You've seen a massive change across this country, in the desire to change where government will be seen as part of the solution, versus part of the problem. Markets and governments working together can recreate our cities.

The money's going to be there, and the cities that respond to it quickly will do well, some cities will decline, they're not going to respond quickly enough. Some say you'll never get Americans out of cars, that is historically what has happened, but there have been such transitions in the past and already car use is in decline in American cities. The new green transition is upon us. Some cities are going to make it through and others aren't.

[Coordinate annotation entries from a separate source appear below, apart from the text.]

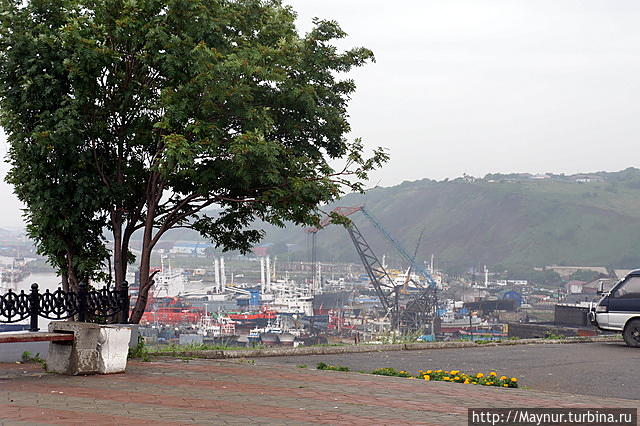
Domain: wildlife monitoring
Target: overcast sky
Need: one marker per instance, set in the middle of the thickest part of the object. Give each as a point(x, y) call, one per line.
point(483, 86)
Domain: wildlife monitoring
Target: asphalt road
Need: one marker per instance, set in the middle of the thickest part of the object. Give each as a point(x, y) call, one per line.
point(601, 369)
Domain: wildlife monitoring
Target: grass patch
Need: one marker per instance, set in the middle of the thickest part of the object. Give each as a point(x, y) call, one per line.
point(323, 366)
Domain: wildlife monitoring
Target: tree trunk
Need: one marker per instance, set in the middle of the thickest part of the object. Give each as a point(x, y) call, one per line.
point(116, 223)
point(145, 261)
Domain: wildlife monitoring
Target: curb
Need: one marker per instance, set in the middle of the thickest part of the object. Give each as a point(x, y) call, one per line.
point(329, 350)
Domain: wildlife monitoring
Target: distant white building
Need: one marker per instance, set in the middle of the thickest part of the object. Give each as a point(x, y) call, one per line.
point(197, 249)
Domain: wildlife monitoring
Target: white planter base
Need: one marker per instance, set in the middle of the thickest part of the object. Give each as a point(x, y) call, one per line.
point(113, 348)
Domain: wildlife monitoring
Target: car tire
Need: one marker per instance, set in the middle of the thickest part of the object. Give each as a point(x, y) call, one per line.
point(631, 333)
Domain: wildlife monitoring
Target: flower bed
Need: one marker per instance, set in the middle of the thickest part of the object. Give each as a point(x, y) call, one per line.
point(453, 376)
point(490, 379)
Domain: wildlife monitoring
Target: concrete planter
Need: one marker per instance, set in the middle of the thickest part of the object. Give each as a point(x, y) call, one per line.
point(113, 348)
point(95, 349)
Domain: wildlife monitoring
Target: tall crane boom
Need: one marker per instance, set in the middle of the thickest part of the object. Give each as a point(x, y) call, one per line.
point(376, 272)
point(416, 266)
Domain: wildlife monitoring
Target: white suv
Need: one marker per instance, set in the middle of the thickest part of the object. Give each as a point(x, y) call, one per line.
point(619, 309)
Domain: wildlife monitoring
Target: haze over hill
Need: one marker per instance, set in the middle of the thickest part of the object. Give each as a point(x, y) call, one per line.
point(590, 219)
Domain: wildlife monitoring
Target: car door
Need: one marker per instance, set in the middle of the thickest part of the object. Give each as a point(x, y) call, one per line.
point(624, 302)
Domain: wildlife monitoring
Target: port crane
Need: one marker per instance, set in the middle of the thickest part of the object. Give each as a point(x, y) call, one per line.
point(420, 310)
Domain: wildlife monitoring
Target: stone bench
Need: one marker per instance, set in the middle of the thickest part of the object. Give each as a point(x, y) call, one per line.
point(80, 348)
point(38, 336)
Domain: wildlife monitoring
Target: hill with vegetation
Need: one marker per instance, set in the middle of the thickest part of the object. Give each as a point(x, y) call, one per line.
point(499, 220)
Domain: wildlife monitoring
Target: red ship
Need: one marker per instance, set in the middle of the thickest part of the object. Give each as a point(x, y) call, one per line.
point(173, 313)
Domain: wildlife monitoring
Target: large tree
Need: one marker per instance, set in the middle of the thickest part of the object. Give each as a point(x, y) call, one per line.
point(150, 114)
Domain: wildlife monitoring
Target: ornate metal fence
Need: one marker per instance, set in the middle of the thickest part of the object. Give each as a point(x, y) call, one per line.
point(86, 304)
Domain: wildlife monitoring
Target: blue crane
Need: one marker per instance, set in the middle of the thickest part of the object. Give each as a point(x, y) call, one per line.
point(416, 266)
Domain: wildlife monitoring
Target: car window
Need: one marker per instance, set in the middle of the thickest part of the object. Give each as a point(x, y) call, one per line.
point(630, 288)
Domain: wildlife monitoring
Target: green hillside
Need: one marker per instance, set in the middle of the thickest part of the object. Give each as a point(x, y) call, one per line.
point(501, 219)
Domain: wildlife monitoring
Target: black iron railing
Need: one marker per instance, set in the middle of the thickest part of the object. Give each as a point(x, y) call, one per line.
point(86, 305)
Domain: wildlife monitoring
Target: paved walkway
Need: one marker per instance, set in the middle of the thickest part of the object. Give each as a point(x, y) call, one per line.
point(599, 369)
point(234, 392)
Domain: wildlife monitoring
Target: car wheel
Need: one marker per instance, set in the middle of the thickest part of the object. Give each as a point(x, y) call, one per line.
point(631, 333)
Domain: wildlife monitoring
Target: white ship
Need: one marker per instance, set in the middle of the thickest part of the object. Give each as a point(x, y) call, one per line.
point(168, 282)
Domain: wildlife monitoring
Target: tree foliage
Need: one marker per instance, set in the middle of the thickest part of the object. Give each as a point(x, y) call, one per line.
point(146, 114)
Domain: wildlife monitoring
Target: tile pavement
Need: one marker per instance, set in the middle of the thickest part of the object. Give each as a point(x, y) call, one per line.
point(237, 392)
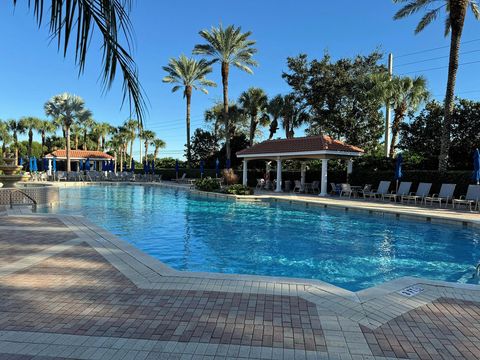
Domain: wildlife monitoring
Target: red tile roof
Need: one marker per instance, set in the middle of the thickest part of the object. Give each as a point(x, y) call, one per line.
point(296, 145)
point(80, 154)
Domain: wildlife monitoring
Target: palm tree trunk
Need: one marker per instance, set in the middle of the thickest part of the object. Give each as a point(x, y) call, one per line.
point(30, 141)
point(67, 148)
point(458, 9)
point(225, 71)
point(397, 119)
point(188, 95)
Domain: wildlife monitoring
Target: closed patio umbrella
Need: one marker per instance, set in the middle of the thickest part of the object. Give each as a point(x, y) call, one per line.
point(476, 166)
point(398, 168)
point(202, 168)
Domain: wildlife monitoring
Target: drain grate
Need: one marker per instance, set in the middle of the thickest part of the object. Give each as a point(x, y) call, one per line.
point(411, 291)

The big cities that were thought to be hopeless like Los Angeles, Denver, Atlanta and Houston, have turned a corner, especially Denver. Atlanta will be the hardest. The areas on the fringe of those urban areas will suffer as that kind of scattered development around the cities is very vulnerable as fuel costs increase.

Beatley: I think that American cities are really poised to take that next step and to dramatically commit to ecological and sustainability principles. It's been helpful to have those pioneers, and to have Mayor Daley in Chicago, and Governor Bloomberg's commitments in New York, and long-term pioneers like Portland and other city leaders. But I think now we're right on the cusp of making this whole agenda, from local food production to bicycle mobility, investments in transit, green building, carbon-neutral developments and neighborhoods, and biophilic urban design.

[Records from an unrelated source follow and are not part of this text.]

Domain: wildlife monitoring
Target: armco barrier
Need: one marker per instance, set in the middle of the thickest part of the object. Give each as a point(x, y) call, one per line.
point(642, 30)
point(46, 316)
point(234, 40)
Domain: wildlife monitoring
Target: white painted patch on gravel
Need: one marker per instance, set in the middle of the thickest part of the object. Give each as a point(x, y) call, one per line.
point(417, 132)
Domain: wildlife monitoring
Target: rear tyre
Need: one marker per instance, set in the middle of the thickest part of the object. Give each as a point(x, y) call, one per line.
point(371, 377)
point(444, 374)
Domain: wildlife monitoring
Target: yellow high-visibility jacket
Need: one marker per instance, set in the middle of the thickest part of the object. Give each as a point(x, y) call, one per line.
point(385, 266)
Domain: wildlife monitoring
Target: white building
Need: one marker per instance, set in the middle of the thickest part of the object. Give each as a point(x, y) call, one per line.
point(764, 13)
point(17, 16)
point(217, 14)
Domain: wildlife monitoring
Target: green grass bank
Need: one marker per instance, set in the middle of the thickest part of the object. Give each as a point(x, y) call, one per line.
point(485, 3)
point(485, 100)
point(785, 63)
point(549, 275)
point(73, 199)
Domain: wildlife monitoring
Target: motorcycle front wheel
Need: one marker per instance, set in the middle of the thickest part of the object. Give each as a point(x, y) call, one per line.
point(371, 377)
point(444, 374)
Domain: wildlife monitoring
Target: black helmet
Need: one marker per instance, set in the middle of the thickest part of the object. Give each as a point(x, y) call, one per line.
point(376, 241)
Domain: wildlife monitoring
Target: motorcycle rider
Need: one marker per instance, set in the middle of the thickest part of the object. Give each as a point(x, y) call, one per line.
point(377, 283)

But we've got to keep showing that this is not necessarily a sacrificial agenda. It's about enhancing prosperity of a different kind, about enhancing quality of life and richness of life, and expanding and extending the assets that are the real assets: the strength of community, the friendships and bonds between people, the commitments to place, reconnecting to environment and place and each other. Those things are on the way, but there's still a lot of work to be done.


Worldchanging: Do you have a vision for what will happen to the suburbs?

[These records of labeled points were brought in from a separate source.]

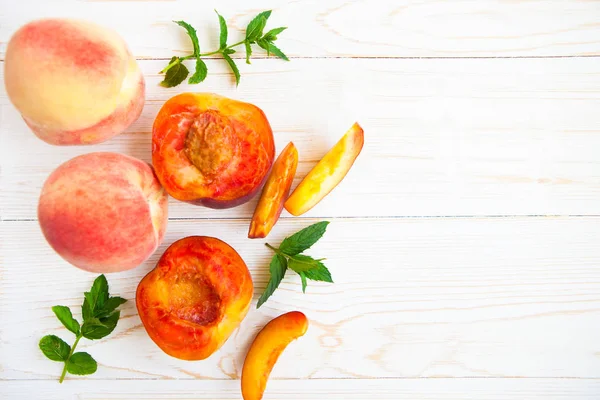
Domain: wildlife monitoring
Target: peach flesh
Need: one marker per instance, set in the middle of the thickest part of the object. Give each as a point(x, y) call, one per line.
point(196, 296)
point(210, 150)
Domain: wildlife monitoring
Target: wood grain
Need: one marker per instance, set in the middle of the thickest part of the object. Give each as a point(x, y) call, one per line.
point(316, 389)
point(450, 137)
point(342, 28)
point(414, 297)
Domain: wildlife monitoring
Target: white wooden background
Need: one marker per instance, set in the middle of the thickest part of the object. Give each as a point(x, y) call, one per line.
point(465, 242)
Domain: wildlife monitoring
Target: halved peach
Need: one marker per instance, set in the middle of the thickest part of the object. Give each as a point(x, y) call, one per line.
point(266, 349)
point(210, 150)
point(196, 296)
point(327, 174)
point(274, 193)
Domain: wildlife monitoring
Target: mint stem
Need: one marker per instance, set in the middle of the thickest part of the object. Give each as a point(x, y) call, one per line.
point(180, 59)
point(276, 250)
point(62, 376)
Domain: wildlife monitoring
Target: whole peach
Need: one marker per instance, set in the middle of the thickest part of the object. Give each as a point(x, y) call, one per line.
point(103, 212)
point(74, 82)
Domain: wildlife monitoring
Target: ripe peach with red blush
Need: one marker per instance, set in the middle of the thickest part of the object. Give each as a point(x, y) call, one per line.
point(210, 150)
point(196, 296)
point(74, 82)
point(103, 212)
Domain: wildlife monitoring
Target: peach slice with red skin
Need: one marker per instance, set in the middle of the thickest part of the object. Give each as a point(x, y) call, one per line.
point(274, 193)
point(266, 349)
point(211, 150)
point(327, 174)
point(196, 296)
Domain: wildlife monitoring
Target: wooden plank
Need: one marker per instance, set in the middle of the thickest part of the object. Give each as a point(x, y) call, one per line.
point(414, 297)
point(342, 28)
point(316, 389)
point(444, 137)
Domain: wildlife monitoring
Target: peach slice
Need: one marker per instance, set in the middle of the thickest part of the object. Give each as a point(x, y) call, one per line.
point(274, 193)
point(266, 349)
point(196, 296)
point(211, 150)
point(327, 174)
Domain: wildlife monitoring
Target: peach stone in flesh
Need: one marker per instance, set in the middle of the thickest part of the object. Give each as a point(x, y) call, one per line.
point(211, 150)
point(195, 298)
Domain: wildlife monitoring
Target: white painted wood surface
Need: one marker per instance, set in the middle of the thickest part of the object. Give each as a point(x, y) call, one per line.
point(464, 243)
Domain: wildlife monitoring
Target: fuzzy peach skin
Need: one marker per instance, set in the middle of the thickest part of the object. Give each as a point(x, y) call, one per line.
point(74, 82)
point(211, 150)
point(328, 172)
point(103, 212)
point(274, 193)
point(266, 349)
point(196, 296)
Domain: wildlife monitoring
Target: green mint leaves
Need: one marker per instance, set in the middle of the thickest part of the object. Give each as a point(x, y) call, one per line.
point(100, 317)
point(288, 256)
point(176, 72)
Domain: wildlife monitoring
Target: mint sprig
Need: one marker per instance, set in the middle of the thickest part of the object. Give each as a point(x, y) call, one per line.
point(288, 256)
point(100, 317)
point(176, 72)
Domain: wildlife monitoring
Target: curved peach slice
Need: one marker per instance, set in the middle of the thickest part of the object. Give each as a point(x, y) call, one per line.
point(274, 193)
point(328, 173)
point(265, 350)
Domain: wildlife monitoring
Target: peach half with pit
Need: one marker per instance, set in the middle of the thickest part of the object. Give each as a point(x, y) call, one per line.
point(196, 296)
point(211, 150)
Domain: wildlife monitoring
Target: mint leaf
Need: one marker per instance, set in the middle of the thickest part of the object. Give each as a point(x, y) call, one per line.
point(271, 36)
point(192, 34)
point(264, 44)
point(98, 294)
point(201, 72)
point(97, 328)
point(234, 68)
point(54, 348)
point(304, 239)
point(64, 315)
point(223, 31)
point(248, 52)
point(277, 269)
point(303, 278)
point(256, 26)
point(300, 263)
point(321, 273)
point(81, 364)
point(175, 75)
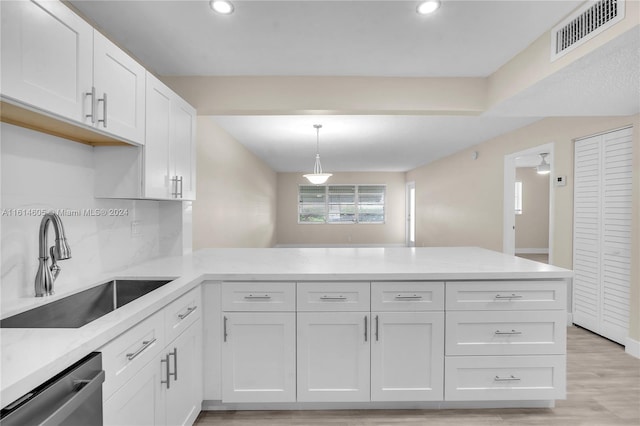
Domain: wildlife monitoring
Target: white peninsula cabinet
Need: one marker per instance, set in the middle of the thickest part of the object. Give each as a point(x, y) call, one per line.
point(333, 342)
point(56, 63)
point(154, 370)
point(407, 357)
point(433, 344)
point(258, 349)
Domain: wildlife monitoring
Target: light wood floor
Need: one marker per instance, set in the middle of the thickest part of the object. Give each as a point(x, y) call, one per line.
point(603, 389)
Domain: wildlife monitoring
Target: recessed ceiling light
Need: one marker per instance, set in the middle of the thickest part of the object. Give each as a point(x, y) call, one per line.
point(427, 7)
point(223, 7)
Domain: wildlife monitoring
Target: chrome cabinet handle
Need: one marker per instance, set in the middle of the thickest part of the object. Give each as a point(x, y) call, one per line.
point(175, 364)
point(365, 328)
point(257, 297)
point(377, 328)
point(166, 364)
point(511, 378)
point(92, 93)
point(333, 298)
point(104, 110)
point(174, 192)
point(512, 296)
point(512, 332)
point(145, 344)
point(413, 297)
point(189, 312)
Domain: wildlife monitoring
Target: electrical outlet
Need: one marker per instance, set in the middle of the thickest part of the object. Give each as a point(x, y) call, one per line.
point(136, 228)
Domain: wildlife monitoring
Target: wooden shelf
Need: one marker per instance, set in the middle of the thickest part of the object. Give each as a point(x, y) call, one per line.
point(41, 122)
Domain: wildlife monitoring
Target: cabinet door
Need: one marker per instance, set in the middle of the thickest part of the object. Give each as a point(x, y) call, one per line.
point(259, 357)
point(184, 148)
point(333, 356)
point(157, 149)
point(139, 402)
point(407, 356)
point(120, 89)
point(184, 391)
point(46, 57)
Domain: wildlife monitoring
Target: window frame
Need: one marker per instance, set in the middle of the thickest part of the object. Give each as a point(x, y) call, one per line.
point(355, 205)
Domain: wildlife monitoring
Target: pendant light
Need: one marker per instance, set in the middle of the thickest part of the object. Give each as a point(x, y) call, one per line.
point(543, 168)
point(317, 177)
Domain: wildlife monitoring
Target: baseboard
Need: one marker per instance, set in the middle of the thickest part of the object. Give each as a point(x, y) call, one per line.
point(632, 347)
point(532, 251)
point(209, 405)
point(337, 245)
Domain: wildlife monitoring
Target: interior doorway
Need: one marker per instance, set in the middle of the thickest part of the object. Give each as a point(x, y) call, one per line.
point(528, 158)
point(410, 214)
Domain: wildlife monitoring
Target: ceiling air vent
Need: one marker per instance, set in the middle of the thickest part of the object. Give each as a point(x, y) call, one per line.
point(584, 24)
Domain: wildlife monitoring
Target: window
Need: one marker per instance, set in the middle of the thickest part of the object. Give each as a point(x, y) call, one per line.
point(518, 198)
point(341, 203)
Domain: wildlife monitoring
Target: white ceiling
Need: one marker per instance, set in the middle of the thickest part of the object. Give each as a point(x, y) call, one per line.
point(370, 38)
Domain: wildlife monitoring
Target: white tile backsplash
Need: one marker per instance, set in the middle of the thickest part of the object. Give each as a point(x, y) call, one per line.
point(42, 172)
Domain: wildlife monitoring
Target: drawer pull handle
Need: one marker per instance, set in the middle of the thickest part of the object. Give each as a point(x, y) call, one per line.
point(92, 93)
point(366, 327)
point(511, 378)
point(166, 364)
point(257, 296)
point(189, 312)
point(511, 296)
point(145, 344)
point(333, 298)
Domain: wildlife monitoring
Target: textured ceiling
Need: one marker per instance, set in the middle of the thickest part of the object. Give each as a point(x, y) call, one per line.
point(371, 38)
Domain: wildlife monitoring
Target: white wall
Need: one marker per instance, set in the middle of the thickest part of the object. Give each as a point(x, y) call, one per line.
point(236, 193)
point(42, 172)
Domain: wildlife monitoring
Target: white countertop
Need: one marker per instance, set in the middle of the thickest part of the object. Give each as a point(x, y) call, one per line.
point(31, 356)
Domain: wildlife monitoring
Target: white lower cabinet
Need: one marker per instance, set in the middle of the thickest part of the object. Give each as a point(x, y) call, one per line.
point(167, 389)
point(333, 356)
point(503, 378)
point(259, 357)
point(140, 402)
point(407, 356)
point(183, 377)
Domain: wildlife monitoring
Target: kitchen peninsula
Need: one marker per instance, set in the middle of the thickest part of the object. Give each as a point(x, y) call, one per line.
point(479, 328)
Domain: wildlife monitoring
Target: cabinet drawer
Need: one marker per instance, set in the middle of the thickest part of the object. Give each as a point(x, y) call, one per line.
point(506, 333)
point(335, 296)
point(506, 295)
point(258, 297)
point(182, 312)
point(125, 355)
point(504, 378)
point(407, 296)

Newman: We are very strong about including the suburbs in the vision. I think any attempt to abandon them will fail. Suburbs will survive, but they'll have more options for local employment and services and more options to get into the city quickly and easily.

Most suburbs can have transit linked to them within a 10-year framework, and we'll have enough options then with a renewable energy-based transportation. The suburbs themselves don't need to change much, but they have other options for transportation once you bring in electric rail and more local destinations based around transit oriented developments (TODs). The other transformation is electric vehicles hooked up to smart grids. The car use will be carbon free, but they'll have a good transit link to the rest of the city.

Suburbs will remain, but I think many people will want to live in a transit oriented development or an urban place where they'll have an option to do away with their car altogether.

My city is a very good example of what can happen in the suburbs. There was a strong political movement to build transit out to the suburbs during the fuel crises. The Perth southern rail line now carries 55,000 people a day, where the buses had only 14,000. And it's beginning to shape development around it so instead of being a sprawling, shopping center-based area, the city will build downtown-type centers around the transit stations." (http://www.worldchanging.com/archives/009434.html)



Bio

"Newman, Professor of Sustainability at Curtin University in Western Australia, coined the term "car dependence," and has devoted his life's work to helping governments understand the urgent need for improved public transit and land use in the 21st century. Beatley, Teresa Heinz Professor of Sustainable Communities at the University of Virginia, believes cities and nations should more freely share solutions for policy and development, to help us face the common challenges of sustainability and combating climate change."